Multiplying Leadership in Creative Communities

Cover image from Multiplying Leadership in Creative Communities


As trailed at the back end of last year, Creative People and Places have today published Multiplying Leadership in Creative Communitiesmy report on leadership approaches across the CPP network. You can find it here. The main argument was set out in the Arts Professional article shared in my previous blog. Over the next few days I’ll post separate blogs sharing extracts from some of the sections including the ‘Multiplying Leadership’ framework I describe. I share them with the usual mix of relief, excitement and trepidation that comes with any new publication. 

As distinctive and significant as I think CPP has become, at its best, I was drawn to reflect on the broader movement or tide to which it has contributed. As I say in the report CPP is part of a progressive movement you can see all over the UK, of people developing and modelling leadership in different ways than archaic heroic, individual-centred models. I also draw some connections back to ideas from earlier programmes including Mission Models Money and Arts Council’s Cultural Leadership Programme. (The wide-ranging contributions to the Cultural Leadership Reader edited by Sue Kay and Katie Venner, with Susanne Burns and Mary Schwarz in 2010 are still highly relevant, for instance.)

I hope the report is useful in describing CPP leadership approaches, including the emphasis on developing community-led approaches including decision-making through building trust and learning from ‘failure’. I also hope it serves as a provocation to the network and others.

My sense is the cultural sector needs, and is developing new forms of leadership, despite the pressure of precedence, and that these need to take many different sorts and styles. The Multiplying Leadership framework is not a job description or person specification, nor a just-follow-the-instructions-and-success-awaits ‘how-to’. Although leadership is a process not a programme, as Peter Block – whose work on stewardship and community has been an inspiration for much of my thinking – has written, it feels more appropriate to describe this as a framework for practice. And it does take practice, as those involved have found. 

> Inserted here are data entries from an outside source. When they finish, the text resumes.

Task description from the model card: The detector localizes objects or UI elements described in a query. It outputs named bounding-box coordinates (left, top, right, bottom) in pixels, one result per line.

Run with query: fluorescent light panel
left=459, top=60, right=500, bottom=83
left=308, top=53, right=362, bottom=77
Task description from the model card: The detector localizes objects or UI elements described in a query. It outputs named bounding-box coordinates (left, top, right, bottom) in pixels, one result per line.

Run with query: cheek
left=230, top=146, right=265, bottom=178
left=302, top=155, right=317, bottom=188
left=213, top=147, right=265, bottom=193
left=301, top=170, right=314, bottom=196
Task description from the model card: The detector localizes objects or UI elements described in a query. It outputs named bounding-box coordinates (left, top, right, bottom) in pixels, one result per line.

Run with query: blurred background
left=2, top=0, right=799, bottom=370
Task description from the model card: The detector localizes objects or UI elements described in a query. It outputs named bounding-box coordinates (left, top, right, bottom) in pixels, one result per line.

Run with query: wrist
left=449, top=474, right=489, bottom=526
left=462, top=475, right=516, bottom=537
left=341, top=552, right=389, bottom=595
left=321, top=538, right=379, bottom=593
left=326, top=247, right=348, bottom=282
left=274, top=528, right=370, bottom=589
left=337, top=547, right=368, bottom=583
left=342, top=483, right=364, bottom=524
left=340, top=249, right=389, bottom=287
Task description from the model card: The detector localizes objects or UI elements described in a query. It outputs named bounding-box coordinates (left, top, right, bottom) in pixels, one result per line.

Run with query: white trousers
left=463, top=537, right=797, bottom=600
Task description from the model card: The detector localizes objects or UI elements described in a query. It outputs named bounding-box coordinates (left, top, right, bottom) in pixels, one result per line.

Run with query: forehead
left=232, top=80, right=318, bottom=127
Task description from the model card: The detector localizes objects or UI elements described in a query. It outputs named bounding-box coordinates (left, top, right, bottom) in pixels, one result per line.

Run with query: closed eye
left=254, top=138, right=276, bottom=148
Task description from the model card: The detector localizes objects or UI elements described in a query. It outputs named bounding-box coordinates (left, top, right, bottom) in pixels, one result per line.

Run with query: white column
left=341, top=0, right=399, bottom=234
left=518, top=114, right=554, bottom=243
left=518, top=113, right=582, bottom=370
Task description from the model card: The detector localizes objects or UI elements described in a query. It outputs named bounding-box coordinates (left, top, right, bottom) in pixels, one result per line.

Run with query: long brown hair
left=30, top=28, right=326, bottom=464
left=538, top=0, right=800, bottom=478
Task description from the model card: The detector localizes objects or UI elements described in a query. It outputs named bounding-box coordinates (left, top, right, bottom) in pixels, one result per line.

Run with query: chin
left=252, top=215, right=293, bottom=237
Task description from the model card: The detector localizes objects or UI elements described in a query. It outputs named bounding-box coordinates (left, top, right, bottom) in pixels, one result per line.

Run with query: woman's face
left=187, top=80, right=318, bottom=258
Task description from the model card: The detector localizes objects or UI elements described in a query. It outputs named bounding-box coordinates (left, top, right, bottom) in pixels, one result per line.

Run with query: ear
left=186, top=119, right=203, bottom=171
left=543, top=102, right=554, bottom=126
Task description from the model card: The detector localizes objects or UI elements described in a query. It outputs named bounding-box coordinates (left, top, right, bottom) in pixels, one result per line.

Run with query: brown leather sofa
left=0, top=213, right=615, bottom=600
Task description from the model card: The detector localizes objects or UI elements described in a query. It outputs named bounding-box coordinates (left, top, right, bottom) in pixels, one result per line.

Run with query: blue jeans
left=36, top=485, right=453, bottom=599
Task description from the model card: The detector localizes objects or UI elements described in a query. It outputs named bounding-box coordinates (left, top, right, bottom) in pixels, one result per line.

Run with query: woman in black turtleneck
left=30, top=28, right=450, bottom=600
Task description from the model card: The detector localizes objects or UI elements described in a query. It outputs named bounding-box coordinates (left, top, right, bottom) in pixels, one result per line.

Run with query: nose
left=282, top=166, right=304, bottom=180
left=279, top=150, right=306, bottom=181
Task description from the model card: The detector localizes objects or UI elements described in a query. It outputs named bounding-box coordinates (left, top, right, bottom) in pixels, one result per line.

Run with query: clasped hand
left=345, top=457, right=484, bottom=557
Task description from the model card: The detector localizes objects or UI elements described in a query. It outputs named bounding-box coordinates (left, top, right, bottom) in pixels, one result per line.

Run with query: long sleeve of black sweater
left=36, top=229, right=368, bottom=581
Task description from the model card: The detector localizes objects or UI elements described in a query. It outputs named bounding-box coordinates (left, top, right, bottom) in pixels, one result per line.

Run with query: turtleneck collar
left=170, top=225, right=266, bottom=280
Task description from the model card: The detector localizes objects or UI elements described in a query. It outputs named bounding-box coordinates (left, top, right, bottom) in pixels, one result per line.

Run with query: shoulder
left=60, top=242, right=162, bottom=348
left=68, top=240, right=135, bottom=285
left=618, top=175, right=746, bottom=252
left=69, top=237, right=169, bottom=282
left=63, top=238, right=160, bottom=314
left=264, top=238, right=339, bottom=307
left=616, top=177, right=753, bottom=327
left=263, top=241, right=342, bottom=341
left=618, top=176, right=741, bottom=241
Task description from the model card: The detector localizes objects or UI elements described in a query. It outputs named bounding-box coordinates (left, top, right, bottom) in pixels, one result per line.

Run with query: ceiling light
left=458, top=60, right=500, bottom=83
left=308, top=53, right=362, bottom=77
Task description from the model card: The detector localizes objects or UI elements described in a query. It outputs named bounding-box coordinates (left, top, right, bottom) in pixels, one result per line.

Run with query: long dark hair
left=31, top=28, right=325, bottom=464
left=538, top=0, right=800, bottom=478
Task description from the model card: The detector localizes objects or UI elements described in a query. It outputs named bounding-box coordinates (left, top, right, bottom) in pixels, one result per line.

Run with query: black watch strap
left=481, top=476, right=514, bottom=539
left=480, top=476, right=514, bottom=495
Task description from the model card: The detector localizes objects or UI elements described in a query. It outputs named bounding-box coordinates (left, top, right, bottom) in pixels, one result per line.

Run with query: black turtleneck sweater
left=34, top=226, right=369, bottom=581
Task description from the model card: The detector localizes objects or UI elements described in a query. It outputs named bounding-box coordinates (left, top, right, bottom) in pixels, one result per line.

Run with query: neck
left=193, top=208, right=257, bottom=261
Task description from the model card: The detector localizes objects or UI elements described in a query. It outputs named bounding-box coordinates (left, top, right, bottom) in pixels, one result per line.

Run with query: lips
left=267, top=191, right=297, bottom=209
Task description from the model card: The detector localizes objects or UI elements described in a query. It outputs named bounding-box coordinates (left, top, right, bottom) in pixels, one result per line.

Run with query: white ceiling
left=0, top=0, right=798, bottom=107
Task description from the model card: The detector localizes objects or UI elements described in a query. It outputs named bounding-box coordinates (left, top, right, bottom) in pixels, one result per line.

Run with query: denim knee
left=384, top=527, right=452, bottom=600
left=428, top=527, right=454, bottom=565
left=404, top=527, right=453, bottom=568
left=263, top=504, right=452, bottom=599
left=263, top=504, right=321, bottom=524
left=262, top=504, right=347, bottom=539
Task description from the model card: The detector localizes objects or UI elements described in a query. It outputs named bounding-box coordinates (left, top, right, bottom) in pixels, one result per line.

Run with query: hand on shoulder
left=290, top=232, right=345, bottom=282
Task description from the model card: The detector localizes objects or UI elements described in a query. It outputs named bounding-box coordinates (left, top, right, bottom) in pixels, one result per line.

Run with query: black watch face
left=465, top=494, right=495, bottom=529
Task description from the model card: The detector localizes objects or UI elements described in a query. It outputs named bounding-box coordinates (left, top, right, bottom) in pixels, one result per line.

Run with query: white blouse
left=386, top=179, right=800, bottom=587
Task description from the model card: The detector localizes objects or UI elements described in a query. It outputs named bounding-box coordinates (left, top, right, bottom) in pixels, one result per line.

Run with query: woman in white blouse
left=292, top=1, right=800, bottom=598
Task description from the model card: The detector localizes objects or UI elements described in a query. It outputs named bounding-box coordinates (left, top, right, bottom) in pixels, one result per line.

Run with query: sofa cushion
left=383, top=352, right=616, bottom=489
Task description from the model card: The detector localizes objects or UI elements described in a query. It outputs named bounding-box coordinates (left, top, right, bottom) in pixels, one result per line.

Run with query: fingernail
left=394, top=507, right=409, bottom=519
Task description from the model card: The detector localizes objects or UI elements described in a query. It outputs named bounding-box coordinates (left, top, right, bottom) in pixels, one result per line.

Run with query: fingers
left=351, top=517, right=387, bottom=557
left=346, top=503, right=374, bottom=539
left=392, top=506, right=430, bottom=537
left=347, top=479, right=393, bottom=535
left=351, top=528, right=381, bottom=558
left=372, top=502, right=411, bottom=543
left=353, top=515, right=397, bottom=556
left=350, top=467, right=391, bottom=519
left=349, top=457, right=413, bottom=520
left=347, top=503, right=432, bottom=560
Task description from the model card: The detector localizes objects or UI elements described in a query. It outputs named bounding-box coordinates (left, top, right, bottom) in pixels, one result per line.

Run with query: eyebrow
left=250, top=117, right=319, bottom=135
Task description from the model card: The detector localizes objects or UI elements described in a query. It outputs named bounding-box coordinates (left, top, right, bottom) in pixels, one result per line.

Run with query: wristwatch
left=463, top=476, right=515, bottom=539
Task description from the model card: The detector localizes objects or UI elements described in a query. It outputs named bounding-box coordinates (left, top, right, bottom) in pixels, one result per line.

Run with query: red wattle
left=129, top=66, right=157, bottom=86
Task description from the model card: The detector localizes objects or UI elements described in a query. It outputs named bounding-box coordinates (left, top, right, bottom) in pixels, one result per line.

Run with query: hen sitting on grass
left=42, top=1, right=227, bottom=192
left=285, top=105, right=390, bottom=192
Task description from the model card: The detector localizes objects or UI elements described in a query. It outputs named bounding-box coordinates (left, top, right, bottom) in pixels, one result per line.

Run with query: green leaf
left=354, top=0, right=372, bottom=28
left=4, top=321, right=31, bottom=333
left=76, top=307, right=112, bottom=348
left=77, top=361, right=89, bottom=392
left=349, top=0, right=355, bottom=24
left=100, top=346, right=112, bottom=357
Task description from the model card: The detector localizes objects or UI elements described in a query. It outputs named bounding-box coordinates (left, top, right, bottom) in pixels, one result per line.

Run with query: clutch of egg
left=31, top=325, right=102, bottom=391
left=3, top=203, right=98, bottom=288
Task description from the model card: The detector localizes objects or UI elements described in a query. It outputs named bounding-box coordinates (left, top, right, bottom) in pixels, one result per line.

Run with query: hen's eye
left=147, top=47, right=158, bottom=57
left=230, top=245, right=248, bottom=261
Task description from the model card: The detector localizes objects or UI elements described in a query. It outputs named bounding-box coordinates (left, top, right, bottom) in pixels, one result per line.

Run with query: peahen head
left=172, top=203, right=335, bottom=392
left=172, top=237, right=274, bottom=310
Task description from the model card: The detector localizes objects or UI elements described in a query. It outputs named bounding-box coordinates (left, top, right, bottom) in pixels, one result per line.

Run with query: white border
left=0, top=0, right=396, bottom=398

Writing about leadership without over-simplifying or over-complicating has felt, to me, like a wicked problem. It can easily sound as if leadership is one thing, rather than multiple. Even the collaborative leader can be made to sound heroic. I try to avoid that through my keyword: multiplying. This means diversifying not copying. The three key elements of connecting, collaborating and multiplying leadership can be done in many ways, using multiple and diverse combinations of skills, preferences and approaches. In the report I describe a broad set of potential elements – some vocabulary I hope can be used, adapted, remixed and built upon, or indeed over if appropriate. (There are things I wish I had kept in that set rather than cutting or replacing. Small prize available to the first person to email with the one I most regret cutting.) 

There are also coaching-style questions relating to each element for those who disagree with the idea that ‘nothing is as practical as a good theory’. These are available separately in downloadable pdf format to make cards with. As with all my work, where partners agree, it is made available via the Creative Commons framework so it can be freely adapted by others.  

If the number, range and diversity of people in leadership is to increase, an argument to which CPP practice has added its voice, leadership will have to be more multiple and various, transforming a cultural sector still dominated by white men in positions of formal authority. (See recent Stage reports around theatre if you doubt the glacial pace of change.) The skills and traits used will also multiply and applications differ. To that end parts of the report are more a set of ingredients with thoughts on what works together than menus and recipes to be followed step by step. I’m looking forward to seeing what people make of it.